Antinous, Hadrian's Villa, SPQR

Bust of Antinous, found at Hadrian’s Villa in 1790, Vatican Museums

Bust of Antinous, found at Hadrian's Villa in 1970, Vatican Museums

White, coarse-grained marble

Height: 100 cm (plus socle)

Vatican Museums, Vatican City (Sala Rontonda) Inv. 251

Provenance: Found at Hadrian’s Villa at Tivoli, 1790. Briefly exhibited in Paris from 1801 until the end of Napoleon’s regime.

The face of the emperor Hadrian’s young “favourite” is framed by thick hair with thick, curly ringlets falling over the forehead and below the neck. Although the broad, hollow chest is fairly typical of Antinous representations, the wide face and hair are not. This unusual hairstyle has been connected with Antinous’ servile beginners as an imperial slave of the emperor Trajan’s “familia”. (source: Vatican Museum, descriptive panel).

4 thoughts on “Bust of Antinous, found at Hadrian’s Villa in 1790, Vatican Museums”

  1. Really excellent blog! Wonderful photos and narratives of your own journeys!

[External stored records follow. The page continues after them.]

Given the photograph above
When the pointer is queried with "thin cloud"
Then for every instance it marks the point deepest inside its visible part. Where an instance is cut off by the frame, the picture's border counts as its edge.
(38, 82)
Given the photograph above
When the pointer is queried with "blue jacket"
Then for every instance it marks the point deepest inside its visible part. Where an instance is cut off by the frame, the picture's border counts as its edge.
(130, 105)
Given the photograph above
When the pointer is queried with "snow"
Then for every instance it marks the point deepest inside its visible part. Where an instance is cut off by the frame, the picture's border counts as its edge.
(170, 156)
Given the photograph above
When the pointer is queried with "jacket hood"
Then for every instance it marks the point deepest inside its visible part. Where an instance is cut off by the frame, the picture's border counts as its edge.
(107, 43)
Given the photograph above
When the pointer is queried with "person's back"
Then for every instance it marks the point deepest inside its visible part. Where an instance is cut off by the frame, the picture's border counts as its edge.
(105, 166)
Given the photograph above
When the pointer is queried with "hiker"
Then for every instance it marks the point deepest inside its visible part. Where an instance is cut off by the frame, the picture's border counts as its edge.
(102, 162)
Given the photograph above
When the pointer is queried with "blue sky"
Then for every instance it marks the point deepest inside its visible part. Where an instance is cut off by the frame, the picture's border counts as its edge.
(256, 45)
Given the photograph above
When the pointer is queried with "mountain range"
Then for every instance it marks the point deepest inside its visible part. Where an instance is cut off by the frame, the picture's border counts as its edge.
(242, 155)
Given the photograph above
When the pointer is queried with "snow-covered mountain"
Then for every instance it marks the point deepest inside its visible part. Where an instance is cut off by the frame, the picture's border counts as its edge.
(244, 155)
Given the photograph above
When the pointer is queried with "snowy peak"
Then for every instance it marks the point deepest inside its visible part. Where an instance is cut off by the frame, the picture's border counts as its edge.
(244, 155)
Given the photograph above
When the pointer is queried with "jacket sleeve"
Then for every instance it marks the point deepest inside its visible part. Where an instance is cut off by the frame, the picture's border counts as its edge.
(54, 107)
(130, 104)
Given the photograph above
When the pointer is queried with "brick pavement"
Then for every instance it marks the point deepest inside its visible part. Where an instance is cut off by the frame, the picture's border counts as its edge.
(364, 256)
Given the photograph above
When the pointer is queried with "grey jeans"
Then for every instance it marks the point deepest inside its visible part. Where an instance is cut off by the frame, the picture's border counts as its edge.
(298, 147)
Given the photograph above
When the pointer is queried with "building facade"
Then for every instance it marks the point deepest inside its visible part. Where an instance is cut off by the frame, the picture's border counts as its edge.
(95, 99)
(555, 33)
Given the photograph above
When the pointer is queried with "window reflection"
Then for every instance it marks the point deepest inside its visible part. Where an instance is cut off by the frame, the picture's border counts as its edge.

    In all the reading I’ve done on Antinous, I’ve never heard it suggested before that he was a slave within Trajan’s family. (It has been suggested he’s a slave, though that tends to be in older scholarship that relies on Christian writings which say he was a slave.) Might you have a source on that? I’m always interested in at least knowing about these things and who is saying them where…

    1. Thank you for your kind words. The text is taken from the descriptive panel of the Vatican Museum. To be honest I have never heard that he was a slave of Trajan’s family either. I will try to get some info from the museum and will come back to you.

  2. I was just there today am quite surprised the bust is situated so near to the bust of Hadrian considering that erhm, it wasn’t a couple the catholic church would approve of? Eitherways, either the Vatican doesn’t know it’s history or it figures the masses are too busy looking at the larger figures rather than the more significant busts in such a prominent place.